Chapel GPU Documentation

Overview

This document describes the following two Chapel modules that facilitate GPU programming in Chapel:

  • GPUIterator: A Chapel iterator that facilitates invoking user-written GPU programs (e.g., CUDA/HIP/OpenCL) from Chapel programs. It is also designed to easily perform hybrid and/or distributed execution - i.e., CPU-only, GPU-only, X% for CPU + Y% for GPU on a single or multiple CPU+GPU node(s), which helps the user to explore the best configuration.

  • GPUAPI: Chapel-level GPU API that allows the user to perform basic operations such as GPU memory (de)allocations, device-to-host/host-to-device transfers, and so on. This module can be used either standalone or with the GPUIterator module.

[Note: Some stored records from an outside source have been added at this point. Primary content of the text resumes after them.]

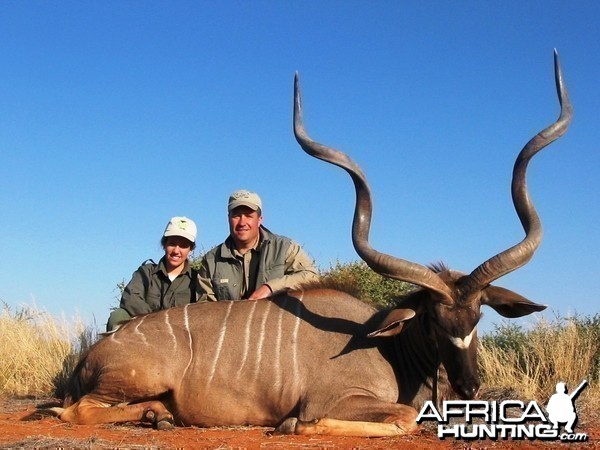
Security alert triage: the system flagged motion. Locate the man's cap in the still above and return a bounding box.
[227,189,262,212]
[163,217,197,242]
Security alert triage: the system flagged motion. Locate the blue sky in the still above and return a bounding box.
[0,0,600,328]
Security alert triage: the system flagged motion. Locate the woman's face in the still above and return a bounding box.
[165,236,192,272]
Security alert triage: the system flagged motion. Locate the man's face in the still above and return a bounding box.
[229,206,262,248]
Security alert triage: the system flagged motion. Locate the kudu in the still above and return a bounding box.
[49,55,572,436]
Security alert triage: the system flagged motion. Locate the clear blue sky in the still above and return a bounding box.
[0,0,600,328]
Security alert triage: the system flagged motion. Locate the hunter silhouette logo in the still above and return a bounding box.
[417,380,588,442]
[546,380,587,434]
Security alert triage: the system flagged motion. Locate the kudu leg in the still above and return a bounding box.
[59,395,174,430]
[275,396,418,437]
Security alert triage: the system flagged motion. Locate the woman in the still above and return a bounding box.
[106,217,197,331]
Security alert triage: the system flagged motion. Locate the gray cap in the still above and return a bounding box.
[227,189,262,211]
[163,217,197,242]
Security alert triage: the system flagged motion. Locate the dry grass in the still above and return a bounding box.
[479,318,600,424]
[0,305,84,397]
[0,305,600,428]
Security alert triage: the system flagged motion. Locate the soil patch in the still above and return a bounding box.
[0,399,600,450]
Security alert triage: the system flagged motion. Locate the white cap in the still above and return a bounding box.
[227,189,262,211]
[163,217,197,243]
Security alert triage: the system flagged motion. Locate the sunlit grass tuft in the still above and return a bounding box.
[0,304,93,397]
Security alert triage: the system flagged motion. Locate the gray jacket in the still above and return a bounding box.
[199,226,318,300]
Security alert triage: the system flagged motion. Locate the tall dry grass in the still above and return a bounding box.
[0,304,85,397]
[479,316,600,424]
[0,305,600,428]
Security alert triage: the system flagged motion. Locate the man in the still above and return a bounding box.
[199,190,318,301]
[106,217,198,331]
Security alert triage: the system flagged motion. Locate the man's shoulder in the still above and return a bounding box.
[202,240,231,260]
[261,226,294,244]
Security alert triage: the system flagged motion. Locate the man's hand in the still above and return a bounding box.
[248,284,273,300]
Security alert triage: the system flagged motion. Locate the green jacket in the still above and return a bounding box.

Currently, the following two tiers of API are provided:

    • MID-level: Provides Chapel user-friendly GPU API functions.

      • Example: var ga = new GPUArray(A);

    • MID-LOW-level: Provides wrapper functions for raw GPU API functions

      • Example: var ga: c_ptr(void) = Malloc(sizeInBytes);

Also, in this document, for categorization purposes, the term LOW-level is referred to a GPUIterator only version, where the GPUIterator is only used for invoking raw GPU programs in which there is no Chapel-level abstraction.